Measuring performance for a single call like this isn't advisable. You'd get too many variance due to power throttles, interrupts and other OS/system interferences, measurement overhead, and as said above - cold/warm variance. On top of that, rdtsc is no longer considered a reliable measurement since your CPU may throttle its own frequency, but for the sake of this simple check we can say it's good enough.

You should run your code at least several thousands of times, discard some portion at the beginning, and then divide to get the average - that would give you the "warm" performance, which would include (as mentioned in the comments above) close caches hit latency for both code and data (and also TLBs), good branch prediction, and might also negate some of the external impacts (such as having only recently woken up your CPU from a powerdown state).

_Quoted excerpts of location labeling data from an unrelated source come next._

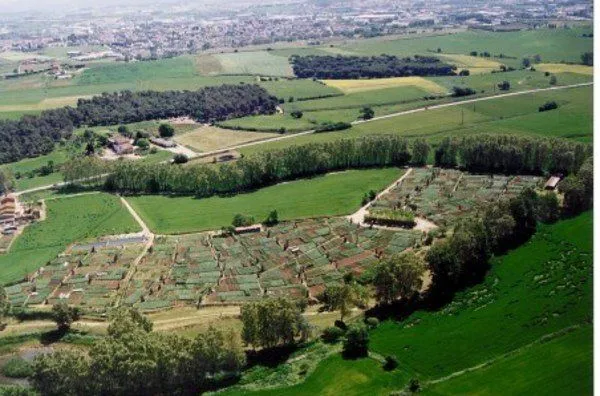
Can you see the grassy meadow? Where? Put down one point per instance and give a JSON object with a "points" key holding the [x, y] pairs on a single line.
{"points": [[328, 195], [69, 220], [209, 138], [511, 115], [553, 45]]}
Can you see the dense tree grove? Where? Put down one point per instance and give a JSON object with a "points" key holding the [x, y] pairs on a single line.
{"points": [[464, 257], [578, 189], [399, 276], [132, 360], [36, 135], [259, 170], [478, 153], [344, 296], [352, 67]]}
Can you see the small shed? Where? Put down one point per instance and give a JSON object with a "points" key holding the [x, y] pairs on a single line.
{"points": [[552, 183], [163, 142], [248, 229]]}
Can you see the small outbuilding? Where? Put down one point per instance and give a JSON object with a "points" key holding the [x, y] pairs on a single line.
{"points": [[552, 183], [248, 229]]}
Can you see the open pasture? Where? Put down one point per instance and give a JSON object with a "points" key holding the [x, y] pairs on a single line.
{"points": [[553, 45], [209, 138], [475, 64], [513, 115], [527, 325], [560, 366], [69, 220], [254, 63], [543, 287], [328, 195], [564, 68]]}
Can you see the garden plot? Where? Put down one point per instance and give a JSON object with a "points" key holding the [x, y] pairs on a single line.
{"points": [[293, 259], [176, 271], [443, 195], [89, 279]]}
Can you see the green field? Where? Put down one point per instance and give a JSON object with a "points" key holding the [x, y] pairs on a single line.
{"points": [[298, 89], [384, 101], [255, 63], [529, 321], [336, 376], [69, 219], [512, 115], [329, 195], [543, 287], [553, 45]]}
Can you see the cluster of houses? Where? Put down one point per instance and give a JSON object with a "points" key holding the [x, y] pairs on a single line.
{"points": [[121, 145], [8, 215], [13, 215]]}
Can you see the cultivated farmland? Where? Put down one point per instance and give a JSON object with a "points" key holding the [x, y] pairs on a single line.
{"points": [[332, 194], [68, 220]]}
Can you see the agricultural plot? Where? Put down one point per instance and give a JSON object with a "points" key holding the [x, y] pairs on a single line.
{"points": [[209, 138], [475, 65], [544, 287], [564, 68], [88, 279], [334, 194], [294, 259], [517, 115], [254, 63], [69, 220], [553, 45], [444, 195], [352, 86]]}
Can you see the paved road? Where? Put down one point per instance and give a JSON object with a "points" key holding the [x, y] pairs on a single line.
{"points": [[398, 114], [401, 113]]}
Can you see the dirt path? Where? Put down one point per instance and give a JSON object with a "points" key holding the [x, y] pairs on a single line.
{"points": [[145, 229]]}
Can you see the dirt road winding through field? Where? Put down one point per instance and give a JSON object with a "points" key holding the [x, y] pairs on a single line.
{"points": [[401, 113]]}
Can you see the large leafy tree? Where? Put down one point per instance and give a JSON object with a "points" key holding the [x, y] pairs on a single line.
{"points": [[400, 276], [344, 296], [272, 322]]}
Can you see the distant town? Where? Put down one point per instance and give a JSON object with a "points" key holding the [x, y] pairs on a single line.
{"points": [[129, 34]]}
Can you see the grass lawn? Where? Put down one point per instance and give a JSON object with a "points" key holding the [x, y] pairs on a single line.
{"points": [[562, 366], [329, 195], [69, 219]]}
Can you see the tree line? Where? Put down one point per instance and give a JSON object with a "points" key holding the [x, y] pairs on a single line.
{"points": [[32, 136], [353, 67], [134, 360], [477, 153], [512, 154]]}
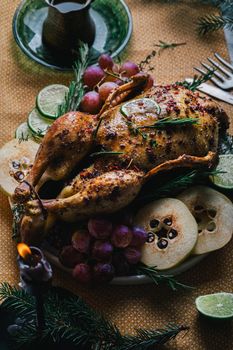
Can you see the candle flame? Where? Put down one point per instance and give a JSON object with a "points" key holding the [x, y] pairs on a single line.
{"points": [[23, 250]]}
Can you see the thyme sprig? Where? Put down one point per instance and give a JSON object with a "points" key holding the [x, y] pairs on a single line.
{"points": [[105, 153], [158, 278], [168, 122], [163, 45], [197, 80], [76, 87], [69, 320]]}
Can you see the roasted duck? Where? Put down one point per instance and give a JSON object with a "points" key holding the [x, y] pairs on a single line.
{"points": [[126, 144]]}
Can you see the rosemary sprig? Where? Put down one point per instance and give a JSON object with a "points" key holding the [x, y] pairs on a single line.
{"points": [[76, 88], [174, 186], [72, 322], [158, 278], [210, 23], [197, 80], [145, 64], [18, 211], [97, 128], [168, 122]]}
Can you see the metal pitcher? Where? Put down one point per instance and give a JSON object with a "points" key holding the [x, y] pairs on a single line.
{"points": [[66, 24]]}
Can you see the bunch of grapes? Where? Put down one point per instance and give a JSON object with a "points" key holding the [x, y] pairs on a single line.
{"points": [[102, 79], [103, 250]]}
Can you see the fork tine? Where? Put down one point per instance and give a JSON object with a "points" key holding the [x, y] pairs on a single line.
{"points": [[217, 74], [214, 80], [217, 65], [227, 64]]}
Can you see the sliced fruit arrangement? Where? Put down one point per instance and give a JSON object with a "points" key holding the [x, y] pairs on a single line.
{"points": [[214, 214], [172, 232], [37, 123], [224, 172], [16, 159], [49, 98], [218, 306]]}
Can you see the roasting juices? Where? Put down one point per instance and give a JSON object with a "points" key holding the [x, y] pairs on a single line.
{"points": [[67, 23], [67, 6]]}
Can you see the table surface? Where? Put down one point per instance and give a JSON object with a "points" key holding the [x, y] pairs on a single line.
{"points": [[145, 305]]}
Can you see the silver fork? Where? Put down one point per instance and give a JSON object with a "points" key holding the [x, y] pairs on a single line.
{"points": [[225, 80]]}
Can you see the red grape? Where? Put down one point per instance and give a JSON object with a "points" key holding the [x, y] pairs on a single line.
{"points": [[150, 82], [100, 228], [106, 88], [81, 241], [133, 255], [92, 76], [70, 257], [102, 250], [128, 69], [121, 236], [139, 237], [91, 102], [103, 272], [82, 273], [105, 61], [120, 264]]}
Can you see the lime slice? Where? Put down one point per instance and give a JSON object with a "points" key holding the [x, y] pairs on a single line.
{"points": [[50, 98], [140, 106], [217, 306], [37, 123], [224, 178]]}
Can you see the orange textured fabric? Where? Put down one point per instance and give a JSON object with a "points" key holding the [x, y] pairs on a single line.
{"points": [[128, 306]]}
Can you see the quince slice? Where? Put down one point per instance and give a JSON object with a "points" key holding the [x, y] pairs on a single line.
{"points": [[172, 232], [214, 215], [16, 159]]}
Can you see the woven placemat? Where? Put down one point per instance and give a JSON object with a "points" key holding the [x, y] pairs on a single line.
{"points": [[136, 306]]}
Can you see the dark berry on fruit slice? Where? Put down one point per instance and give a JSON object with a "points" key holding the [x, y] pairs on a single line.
{"points": [[81, 241], [102, 250], [121, 236], [70, 257], [82, 273]]}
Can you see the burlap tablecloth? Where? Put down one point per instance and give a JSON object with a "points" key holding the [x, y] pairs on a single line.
{"points": [[128, 306]]}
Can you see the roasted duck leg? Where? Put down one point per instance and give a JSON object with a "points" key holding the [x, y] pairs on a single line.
{"points": [[132, 149]]}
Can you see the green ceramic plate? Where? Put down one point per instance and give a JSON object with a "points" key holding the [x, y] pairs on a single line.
{"points": [[112, 19]]}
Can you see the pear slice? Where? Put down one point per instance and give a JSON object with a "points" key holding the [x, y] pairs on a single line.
{"points": [[16, 159], [214, 214], [172, 232]]}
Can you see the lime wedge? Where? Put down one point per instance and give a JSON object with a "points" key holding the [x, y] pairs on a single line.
{"points": [[37, 123], [216, 306], [224, 178], [23, 132], [140, 106], [50, 98]]}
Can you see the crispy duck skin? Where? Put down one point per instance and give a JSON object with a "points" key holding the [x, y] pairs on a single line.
{"points": [[114, 180]]}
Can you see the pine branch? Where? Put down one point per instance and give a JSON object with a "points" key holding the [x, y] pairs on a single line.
{"points": [[147, 339], [158, 278], [210, 23], [76, 88], [16, 300], [70, 321], [175, 185]]}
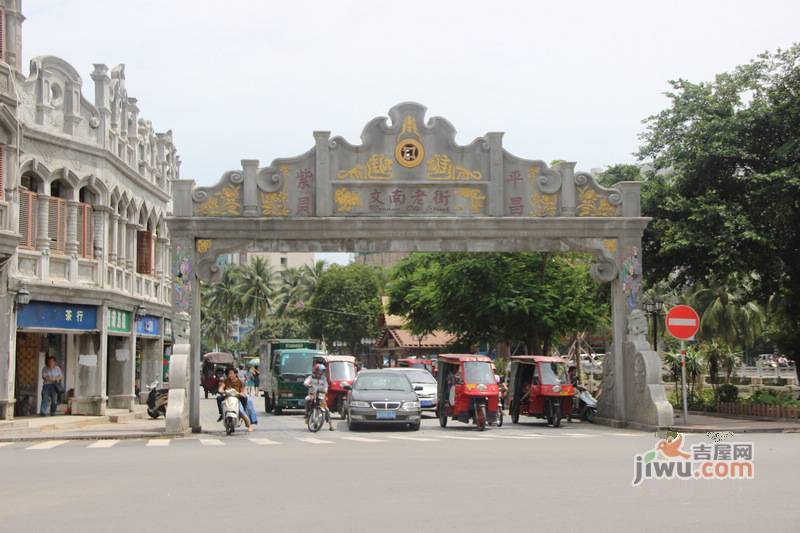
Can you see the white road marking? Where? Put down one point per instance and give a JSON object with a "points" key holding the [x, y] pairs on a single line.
{"points": [[458, 437], [416, 439], [46, 445], [363, 439], [103, 444], [312, 440], [263, 442]]}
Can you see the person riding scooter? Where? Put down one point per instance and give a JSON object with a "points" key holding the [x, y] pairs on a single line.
{"points": [[233, 382], [317, 384]]}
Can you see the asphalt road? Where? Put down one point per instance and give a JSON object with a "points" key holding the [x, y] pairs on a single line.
{"points": [[527, 477]]}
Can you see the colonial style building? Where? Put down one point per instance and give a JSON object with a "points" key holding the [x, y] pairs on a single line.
{"points": [[85, 189]]}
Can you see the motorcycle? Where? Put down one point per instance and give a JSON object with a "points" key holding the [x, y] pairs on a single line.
{"points": [[230, 411], [157, 400], [584, 405], [318, 412]]}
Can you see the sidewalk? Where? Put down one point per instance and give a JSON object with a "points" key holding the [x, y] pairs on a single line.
{"points": [[703, 423], [112, 426]]}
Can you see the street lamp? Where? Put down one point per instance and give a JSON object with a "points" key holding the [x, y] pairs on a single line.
{"points": [[654, 309], [23, 297]]}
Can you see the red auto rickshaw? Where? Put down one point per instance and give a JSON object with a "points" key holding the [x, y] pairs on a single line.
{"points": [[467, 390], [540, 387], [340, 371], [415, 362]]}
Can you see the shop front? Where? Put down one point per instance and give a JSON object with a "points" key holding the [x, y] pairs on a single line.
{"points": [[120, 350], [149, 353], [68, 332]]}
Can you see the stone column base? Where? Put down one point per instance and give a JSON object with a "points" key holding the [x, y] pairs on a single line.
{"points": [[122, 401], [94, 406], [7, 409]]}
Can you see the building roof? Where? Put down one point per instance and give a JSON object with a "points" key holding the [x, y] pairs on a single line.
{"points": [[403, 338]]}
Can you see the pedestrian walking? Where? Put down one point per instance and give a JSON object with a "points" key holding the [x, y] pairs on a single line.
{"points": [[52, 386]]}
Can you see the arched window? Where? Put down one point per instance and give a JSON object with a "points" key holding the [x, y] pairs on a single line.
{"points": [[57, 219], [87, 200], [145, 248], [30, 186]]}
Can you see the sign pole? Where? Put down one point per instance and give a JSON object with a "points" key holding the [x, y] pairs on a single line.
{"points": [[683, 381]]}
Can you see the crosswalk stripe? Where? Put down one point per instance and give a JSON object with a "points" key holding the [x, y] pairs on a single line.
{"points": [[363, 439], [458, 437], [46, 445], [103, 444], [416, 439], [263, 442], [312, 440]]}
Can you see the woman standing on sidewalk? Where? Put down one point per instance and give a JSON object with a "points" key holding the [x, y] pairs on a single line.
{"points": [[51, 376]]}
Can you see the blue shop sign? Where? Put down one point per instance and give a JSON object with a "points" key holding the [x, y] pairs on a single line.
{"points": [[148, 325], [47, 315]]}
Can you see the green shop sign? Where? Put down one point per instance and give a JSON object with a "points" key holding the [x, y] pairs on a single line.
{"points": [[119, 321]]}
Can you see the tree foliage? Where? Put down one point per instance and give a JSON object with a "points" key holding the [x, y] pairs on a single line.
{"points": [[726, 206], [492, 297], [346, 305]]}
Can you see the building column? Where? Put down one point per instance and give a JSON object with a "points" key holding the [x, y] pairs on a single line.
{"points": [[112, 237], [130, 256], [8, 341]]}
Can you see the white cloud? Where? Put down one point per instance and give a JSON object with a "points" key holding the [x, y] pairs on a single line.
{"points": [[252, 79]]}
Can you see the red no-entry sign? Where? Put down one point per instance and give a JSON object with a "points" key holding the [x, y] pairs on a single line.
{"points": [[682, 322]]}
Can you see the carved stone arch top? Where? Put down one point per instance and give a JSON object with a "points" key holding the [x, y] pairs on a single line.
{"points": [[405, 166]]}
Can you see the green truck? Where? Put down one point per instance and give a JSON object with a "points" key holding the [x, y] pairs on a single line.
{"points": [[285, 364]]}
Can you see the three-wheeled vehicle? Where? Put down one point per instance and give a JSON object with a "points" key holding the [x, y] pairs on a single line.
{"points": [[215, 366], [416, 362], [539, 386], [467, 390], [341, 371]]}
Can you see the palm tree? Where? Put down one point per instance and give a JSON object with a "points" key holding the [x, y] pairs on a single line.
{"points": [[311, 274], [255, 287], [723, 315]]}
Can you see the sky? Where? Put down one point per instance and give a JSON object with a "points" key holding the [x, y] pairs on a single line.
{"points": [[252, 79]]}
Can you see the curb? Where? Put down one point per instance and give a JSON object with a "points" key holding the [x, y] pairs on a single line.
{"points": [[96, 436]]}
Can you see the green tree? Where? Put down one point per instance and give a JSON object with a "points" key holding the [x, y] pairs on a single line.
{"points": [[346, 305], [255, 287], [727, 210], [492, 297]]}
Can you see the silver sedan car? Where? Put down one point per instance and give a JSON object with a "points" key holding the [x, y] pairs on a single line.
{"points": [[420, 377], [381, 397]]}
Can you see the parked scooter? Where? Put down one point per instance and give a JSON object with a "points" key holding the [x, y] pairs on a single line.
{"points": [[230, 411], [157, 400], [584, 405]]}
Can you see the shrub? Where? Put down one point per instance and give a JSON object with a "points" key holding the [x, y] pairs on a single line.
{"points": [[728, 393]]}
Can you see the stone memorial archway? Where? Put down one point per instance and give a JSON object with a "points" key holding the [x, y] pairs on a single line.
{"points": [[409, 187]]}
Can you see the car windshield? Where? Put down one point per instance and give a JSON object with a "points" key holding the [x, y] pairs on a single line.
{"points": [[478, 373], [420, 376], [382, 381], [553, 373], [296, 363], [342, 371]]}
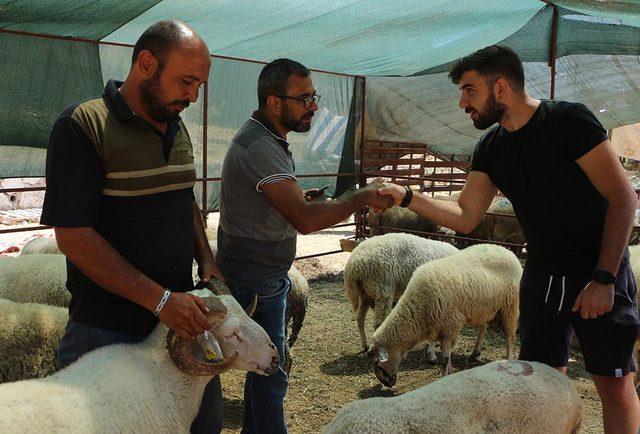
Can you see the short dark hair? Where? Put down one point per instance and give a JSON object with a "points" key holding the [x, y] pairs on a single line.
{"points": [[491, 62], [161, 38], [274, 76]]}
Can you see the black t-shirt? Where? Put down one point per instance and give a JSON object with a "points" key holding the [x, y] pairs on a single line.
{"points": [[561, 212], [152, 231]]}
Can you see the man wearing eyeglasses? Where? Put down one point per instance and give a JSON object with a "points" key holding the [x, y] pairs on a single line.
{"points": [[262, 208]]}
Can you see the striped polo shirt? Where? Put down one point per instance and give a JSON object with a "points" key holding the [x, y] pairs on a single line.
{"points": [[256, 244], [111, 170]]}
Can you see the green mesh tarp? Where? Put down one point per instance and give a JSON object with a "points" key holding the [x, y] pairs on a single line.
{"points": [[40, 77], [597, 46], [81, 19]]}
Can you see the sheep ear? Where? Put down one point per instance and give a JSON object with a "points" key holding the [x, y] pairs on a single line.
{"points": [[384, 355], [215, 305]]}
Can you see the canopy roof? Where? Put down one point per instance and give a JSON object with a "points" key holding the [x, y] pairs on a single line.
{"points": [[596, 43]]}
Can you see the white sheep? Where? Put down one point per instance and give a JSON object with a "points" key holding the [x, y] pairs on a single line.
{"points": [[506, 397], [29, 336], [297, 301], [472, 287], [379, 269], [36, 278], [41, 245], [138, 387]]}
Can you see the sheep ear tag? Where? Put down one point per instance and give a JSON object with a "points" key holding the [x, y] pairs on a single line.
{"points": [[384, 355], [252, 307]]}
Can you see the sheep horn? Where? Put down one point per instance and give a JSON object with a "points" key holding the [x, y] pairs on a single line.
{"points": [[181, 352], [215, 286]]}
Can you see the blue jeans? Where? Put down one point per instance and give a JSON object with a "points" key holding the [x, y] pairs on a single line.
{"points": [[264, 395], [80, 339]]}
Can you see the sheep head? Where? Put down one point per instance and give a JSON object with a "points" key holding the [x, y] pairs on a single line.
{"points": [[188, 354], [244, 344], [384, 364]]}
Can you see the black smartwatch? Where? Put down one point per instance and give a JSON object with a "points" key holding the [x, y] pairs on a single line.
{"points": [[603, 277]]}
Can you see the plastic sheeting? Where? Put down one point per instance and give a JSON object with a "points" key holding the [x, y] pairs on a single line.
{"points": [[600, 42], [425, 108]]}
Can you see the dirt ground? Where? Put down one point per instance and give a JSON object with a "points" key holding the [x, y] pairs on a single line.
{"points": [[328, 372]]}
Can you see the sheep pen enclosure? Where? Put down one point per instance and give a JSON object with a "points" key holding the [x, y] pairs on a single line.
{"points": [[328, 372]]}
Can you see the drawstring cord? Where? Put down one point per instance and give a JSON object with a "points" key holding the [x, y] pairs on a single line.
{"points": [[548, 290], [546, 297]]}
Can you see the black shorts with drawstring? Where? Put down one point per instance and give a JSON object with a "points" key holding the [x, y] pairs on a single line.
{"points": [[607, 342]]}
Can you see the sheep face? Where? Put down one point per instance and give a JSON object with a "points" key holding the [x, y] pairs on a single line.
{"points": [[240, 335], [385, 364]]}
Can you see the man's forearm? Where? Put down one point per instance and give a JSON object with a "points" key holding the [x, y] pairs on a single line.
{"points": [[323, 214], [442, 212], [103, 264], [201, 248], [615, 234]]}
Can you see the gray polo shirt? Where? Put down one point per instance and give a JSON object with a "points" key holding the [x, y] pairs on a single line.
{"points": [[255, 242]]}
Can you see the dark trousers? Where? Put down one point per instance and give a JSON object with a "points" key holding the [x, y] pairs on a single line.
{"points": [[264, 395], [80, 339]]}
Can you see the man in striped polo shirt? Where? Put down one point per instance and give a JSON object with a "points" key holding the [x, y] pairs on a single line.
{"points": [[120, 177], [262, 209]]}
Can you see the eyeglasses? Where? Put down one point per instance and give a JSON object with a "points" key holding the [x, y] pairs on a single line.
{"points": [[307, 102]]}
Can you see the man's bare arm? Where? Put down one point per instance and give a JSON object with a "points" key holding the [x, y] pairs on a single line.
{"points": [[462, 216], [310, 216], [202, 253], [602, 167], [104, 265]]}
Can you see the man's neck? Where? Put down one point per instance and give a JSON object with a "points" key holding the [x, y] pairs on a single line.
{"points": [[519, 113], [131, 97], [275, 123]]}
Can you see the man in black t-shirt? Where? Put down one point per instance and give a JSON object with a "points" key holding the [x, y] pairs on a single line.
{"points": [[553, 160], [120, 177]]}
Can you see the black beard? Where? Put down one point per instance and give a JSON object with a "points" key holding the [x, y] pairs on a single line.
{"points": [[152, 102], [492, 112], [292, 124]]}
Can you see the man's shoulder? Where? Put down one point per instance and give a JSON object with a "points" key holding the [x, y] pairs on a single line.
{"points": [[89, 110], [489, 139], [562, 108], [251, 135]]}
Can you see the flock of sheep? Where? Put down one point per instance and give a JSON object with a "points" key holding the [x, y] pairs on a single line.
{"points": [[419, 290]]}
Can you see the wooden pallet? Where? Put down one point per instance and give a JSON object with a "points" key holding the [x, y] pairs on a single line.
{"points": [[16, 216]]}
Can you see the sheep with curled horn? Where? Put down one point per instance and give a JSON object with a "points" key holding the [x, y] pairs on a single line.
{"points": [[139, 387]]}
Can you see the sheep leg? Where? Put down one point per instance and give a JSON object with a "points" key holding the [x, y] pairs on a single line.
{"points": [[288, 358], [431, 352], [475, 355], [361, 316], [446, 345], [510, 325]]}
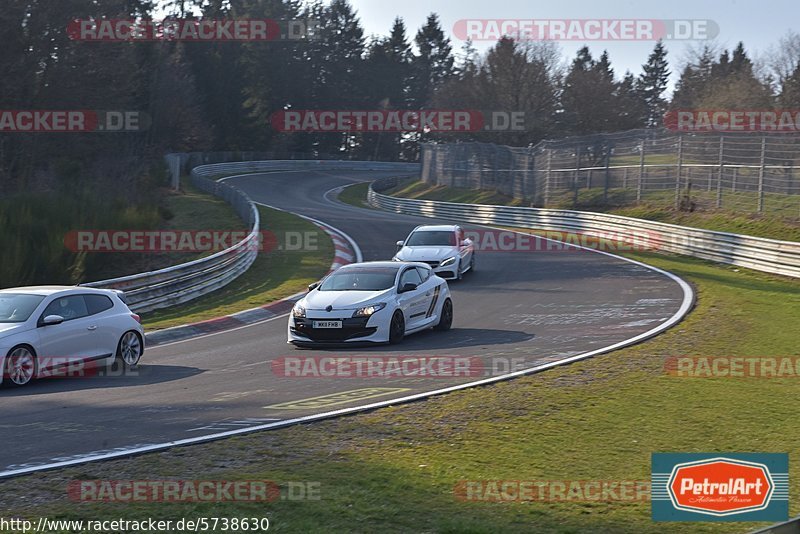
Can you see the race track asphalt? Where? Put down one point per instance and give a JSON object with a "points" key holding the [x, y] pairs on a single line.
{"points": [[520, 308]]}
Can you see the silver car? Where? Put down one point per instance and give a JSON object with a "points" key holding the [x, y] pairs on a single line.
{"points": [[47, 328], [444, 247]]}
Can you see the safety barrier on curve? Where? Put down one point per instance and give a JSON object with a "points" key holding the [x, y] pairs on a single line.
{"points": [[767, 255], [187, 281]]}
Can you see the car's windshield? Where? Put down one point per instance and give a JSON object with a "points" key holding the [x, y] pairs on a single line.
{"points": [[360, 279], [432, 238], [17, 307]]}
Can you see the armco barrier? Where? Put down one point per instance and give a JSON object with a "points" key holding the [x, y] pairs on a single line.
{"points": [[767, 255], [187, 281]]}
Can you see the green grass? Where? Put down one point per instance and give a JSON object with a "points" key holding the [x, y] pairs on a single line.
{"points": [[393, 470], [770, 226], [275, 274]]}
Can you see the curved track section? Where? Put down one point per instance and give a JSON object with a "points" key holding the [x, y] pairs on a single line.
{"points": [[532, 310]]}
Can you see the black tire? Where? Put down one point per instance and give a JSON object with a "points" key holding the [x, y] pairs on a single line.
{"points": [[24, 373], [125, 356], [397, 328], [446, 320]]}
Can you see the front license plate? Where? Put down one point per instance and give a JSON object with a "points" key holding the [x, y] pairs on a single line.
{"points": [[327, 324]]}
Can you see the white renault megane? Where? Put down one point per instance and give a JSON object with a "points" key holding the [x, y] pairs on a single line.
{"points": [[45, 328], [379, 301]]}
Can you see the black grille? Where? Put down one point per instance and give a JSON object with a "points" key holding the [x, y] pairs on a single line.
{"points": [[352, 328]]}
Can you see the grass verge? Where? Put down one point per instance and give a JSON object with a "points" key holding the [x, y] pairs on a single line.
{"points": [[394, 470], [275, 274], [770, 226]]}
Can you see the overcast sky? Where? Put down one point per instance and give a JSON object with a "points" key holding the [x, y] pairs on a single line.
{"points": [[758, 23]]}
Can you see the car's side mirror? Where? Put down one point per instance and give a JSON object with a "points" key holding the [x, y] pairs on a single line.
{"points": [[409, 286], [52, 320]]}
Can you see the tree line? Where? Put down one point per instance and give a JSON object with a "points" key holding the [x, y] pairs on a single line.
{"points": [[219, 95]]}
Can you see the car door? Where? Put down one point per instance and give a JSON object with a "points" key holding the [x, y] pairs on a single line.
{"points": [[413, 303], [71, 340], [431, 291], [107, 334]]}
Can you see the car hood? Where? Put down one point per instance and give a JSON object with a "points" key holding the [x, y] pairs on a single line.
{"points": [[342, 300], [426, 253]]}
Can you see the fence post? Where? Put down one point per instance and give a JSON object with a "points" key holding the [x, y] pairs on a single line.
{"points": [[547, 178], [678, 176], [761, 175], [575, 176], [641, 173], [720, 170], [607, 177]]}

Of course, you may argue that this performance is too optimistic because in real scenarios you won't always hit the L1 cache etc.. - it may still be fine for comparing two different methods (such as competing with the library ato* functions), just don't count on the results for real life. You can also make the test slightly harder, and call the function with a more elaborate pattern of inputs that would stress the caches a bit better.

As for your question regarding the 20k-30k cycles - that's exactly the reason why you should discard the first few iterations. This isn't just cache-miss latency, you're actually waiting for the first instructions to do a code fetch, which may also wait for the code page translation to do a page walk (a long process that may involve multiple memory accesses), and if you're really unlucky - also swapping in a page from disk, which requires OS assistance and lots of IO latency. And this is still before you started executing the first instruction.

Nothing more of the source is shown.